People often look at the past with rose-tinted glasses and forget the great days of the late 1990s or the early 2000s when we had great racing. You’d only have one or two changes of position up at the front, but they were fundamental, key changes, and that’s what we saw. Think of the days of Michael Schumacher versus Mika Hakkinen for example — I think the anticipation of something about to happen is just as intriguing and interesting in a Grand Prix as what’s actually happening.

It’s great for F1 to see Ferrari back. In pre-season testing, the Ferrari looked really strong in long runs, but there were some questions about the ultimate one-lap pace, because we know from last year that the Mercedes could turn the engines up to a higher power mode for qualifying.

When you came through the weekend, that seemed a theme: over one lap in qualifying, the Ferrari was a couple of tenths shy, but in the race, the team ran a consistent race engine mode. The Ferrari seems to be working really well and it seemed less harsh on its tyres. Sebastian Vettel was behind Lewis Hamilton in turbulent air, which should have been harder, and yet was able to run around at a pace when he could potentially go faster.

The defining moment of the race was when Lewis and Mercedes chose to pit early and he came out of the pits behind Max Verstappen. The gap to Sebastian was 1.9 seconds, and then over a two-lap phase it came to 1.5s and 0.9s, so he started closing in. Mercedes believed at that stage that they were under threat of an undercut by Sebastian, meaning the Ferrari would pit earlier, change to a fresh set of tyres earlier than Lewis and come out of the pits ahead.

Mercedes boss Toto Wolff said to me afterwards that they were between a rock and a hard place. Do they bring Lewis in and avoid being undercut by Sebastian? Or do we leave him out there when he’s complaining about struggling with his tyres?
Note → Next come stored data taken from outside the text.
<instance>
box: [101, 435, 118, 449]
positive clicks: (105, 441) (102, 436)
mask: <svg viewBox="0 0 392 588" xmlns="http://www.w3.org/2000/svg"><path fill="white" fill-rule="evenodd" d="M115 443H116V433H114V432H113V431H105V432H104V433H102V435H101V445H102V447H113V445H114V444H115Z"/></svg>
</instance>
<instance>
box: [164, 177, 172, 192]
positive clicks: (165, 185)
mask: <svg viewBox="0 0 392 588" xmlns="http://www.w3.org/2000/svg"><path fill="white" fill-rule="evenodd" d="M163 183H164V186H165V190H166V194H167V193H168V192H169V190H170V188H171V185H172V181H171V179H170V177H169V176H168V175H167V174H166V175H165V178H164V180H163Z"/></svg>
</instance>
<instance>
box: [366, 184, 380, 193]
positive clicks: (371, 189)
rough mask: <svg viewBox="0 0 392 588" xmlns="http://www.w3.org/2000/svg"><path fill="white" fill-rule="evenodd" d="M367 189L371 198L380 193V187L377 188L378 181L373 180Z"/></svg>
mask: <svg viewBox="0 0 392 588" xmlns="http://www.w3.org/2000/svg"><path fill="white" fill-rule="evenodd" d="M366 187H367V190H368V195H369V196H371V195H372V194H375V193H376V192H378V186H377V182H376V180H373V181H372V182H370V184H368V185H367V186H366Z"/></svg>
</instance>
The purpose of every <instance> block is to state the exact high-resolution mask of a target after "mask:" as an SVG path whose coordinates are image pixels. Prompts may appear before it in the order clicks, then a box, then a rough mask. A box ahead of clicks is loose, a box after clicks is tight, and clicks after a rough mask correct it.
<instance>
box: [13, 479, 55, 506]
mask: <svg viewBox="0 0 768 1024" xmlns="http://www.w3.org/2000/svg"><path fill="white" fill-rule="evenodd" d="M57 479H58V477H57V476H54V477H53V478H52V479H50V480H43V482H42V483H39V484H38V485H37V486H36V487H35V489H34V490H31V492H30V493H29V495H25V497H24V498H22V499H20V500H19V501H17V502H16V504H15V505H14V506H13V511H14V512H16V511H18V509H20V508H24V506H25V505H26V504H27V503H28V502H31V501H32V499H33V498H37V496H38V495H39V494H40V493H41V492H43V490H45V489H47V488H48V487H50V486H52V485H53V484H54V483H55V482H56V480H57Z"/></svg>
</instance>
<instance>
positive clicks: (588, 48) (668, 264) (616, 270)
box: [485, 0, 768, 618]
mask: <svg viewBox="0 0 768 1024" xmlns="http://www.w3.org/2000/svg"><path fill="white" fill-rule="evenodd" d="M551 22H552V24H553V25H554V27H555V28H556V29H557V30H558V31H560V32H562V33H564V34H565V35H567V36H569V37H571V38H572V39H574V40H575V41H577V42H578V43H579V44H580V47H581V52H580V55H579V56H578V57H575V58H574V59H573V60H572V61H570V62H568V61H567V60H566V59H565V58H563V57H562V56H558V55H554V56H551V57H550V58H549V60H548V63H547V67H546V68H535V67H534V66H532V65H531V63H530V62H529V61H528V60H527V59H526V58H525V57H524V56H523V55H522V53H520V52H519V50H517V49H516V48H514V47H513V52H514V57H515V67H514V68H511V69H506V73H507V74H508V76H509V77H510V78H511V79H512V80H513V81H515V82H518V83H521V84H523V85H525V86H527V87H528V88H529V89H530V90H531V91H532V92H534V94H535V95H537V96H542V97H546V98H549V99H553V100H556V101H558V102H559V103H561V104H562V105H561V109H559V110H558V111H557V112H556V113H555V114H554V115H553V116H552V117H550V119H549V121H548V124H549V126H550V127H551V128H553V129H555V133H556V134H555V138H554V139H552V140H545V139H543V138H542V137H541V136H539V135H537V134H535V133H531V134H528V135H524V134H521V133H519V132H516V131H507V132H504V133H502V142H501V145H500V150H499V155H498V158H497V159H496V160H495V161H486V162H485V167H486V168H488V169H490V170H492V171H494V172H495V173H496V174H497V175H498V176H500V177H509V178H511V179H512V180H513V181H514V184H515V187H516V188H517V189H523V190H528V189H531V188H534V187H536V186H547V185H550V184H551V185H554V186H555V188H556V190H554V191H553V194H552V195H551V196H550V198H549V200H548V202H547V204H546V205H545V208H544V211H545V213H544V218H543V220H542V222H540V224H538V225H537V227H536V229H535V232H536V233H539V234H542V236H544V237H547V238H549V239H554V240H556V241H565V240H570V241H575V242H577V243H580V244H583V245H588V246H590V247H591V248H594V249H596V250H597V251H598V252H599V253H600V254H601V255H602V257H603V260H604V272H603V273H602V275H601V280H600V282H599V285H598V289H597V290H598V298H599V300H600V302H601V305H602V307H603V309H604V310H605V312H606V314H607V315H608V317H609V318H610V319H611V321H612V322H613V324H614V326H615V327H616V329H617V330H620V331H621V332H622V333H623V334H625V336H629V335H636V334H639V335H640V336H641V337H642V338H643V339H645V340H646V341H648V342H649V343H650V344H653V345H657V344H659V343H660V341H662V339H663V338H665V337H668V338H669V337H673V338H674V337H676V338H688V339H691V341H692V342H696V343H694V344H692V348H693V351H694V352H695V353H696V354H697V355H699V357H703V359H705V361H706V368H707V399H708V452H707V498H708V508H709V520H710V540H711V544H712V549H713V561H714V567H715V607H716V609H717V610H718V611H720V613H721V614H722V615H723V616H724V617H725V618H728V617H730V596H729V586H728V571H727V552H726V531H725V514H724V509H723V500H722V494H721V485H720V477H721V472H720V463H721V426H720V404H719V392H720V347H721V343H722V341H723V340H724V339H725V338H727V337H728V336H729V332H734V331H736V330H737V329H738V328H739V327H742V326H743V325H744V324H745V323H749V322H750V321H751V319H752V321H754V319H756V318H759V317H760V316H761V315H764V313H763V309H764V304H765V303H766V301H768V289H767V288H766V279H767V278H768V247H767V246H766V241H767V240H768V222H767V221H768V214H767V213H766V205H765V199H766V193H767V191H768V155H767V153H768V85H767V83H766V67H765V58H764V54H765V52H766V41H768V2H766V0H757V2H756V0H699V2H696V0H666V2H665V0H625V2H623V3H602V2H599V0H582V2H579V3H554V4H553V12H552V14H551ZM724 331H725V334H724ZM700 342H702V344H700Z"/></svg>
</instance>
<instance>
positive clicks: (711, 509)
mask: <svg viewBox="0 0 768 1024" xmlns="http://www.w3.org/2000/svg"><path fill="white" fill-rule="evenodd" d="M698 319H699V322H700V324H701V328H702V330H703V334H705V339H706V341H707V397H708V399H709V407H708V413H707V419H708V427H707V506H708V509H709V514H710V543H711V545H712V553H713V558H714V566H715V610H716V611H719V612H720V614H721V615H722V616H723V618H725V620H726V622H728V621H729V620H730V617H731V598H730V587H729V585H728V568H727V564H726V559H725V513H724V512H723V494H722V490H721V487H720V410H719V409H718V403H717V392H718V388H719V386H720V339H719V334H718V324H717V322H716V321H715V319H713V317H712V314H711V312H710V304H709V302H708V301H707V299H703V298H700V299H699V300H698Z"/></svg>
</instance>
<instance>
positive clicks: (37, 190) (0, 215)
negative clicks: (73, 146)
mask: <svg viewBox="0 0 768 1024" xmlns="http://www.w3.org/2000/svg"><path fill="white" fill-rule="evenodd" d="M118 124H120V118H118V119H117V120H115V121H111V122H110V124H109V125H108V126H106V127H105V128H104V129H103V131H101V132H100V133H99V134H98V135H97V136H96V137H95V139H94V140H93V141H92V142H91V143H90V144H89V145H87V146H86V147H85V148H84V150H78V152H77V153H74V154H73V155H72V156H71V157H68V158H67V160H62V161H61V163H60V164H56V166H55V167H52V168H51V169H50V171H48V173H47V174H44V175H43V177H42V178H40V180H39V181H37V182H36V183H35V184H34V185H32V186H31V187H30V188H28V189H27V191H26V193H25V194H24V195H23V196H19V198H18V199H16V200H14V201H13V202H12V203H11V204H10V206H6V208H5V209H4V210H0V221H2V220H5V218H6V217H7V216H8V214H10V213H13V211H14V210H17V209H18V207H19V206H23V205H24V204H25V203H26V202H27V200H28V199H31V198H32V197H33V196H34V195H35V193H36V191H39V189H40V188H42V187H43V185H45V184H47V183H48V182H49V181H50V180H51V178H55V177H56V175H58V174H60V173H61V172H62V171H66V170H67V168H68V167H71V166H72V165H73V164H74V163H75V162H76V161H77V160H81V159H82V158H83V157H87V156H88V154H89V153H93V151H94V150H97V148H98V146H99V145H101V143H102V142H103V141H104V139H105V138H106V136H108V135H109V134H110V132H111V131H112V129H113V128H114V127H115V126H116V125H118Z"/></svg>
In the end, I think they should have left him out there for another three laps, because then he would have cleared Max Verstappen, and at that stage if Sebastian had come into the pit and tried to do the undercut, he would have got stuck behind Max, which is what ultimately cost Lewis and Mercedes the Grand Prix.

Last year Ferrari had a lot of moments where strategically they made a lot of calls that proved to be incorrect at the end of the race, but this time they got it absolutely bang-on. I think it’s great for F1. We have a real World Championship battle on our hands, with one team faster in qualifying and another team faster in the races.

We’re going to see some fantastic racing all through the season. A lot of it is going to depend on what upgrades the teams bring to the cars. Can Ferrari keep pushing with the upgrades and updates to match what Mercedes can do? This year, with the new rules, the learning curve is exponential and the amount of development is just going to sky-rocket.

Kimi Raikkonnen and Valtteri Bottas just didn’t look like they had the pace of their two team-mates early on, but they settled down as the race went on. They both did the two fastest laps of the race towards the end of the Grand Prix with two laps to go, so they both have the potential and I think they’ll be up there when they hook it together.

Red Bull, what a terrible weekend for them. Max had a decent race, but they were over a second away in qualifying and they’ve got a lot of work to do and they know it. Adrian Newey and Rob Marshall, the two technical architects, along with Paul Monaghan, who looks after the engineering side, were here, and they’ve got to get their thinking caps on to get it together.

Williams thought it was going to be the best among the rest, but then Haas F1 did an amazing job and Romain Grosjean’s lap in qualifying was absolutely brilliant. In the race, though, reliability issues obviously took over and that cost them a lot of points. Last year, Haas were up and down, so we’ll have to see if they can iron out their inconsistencies this year.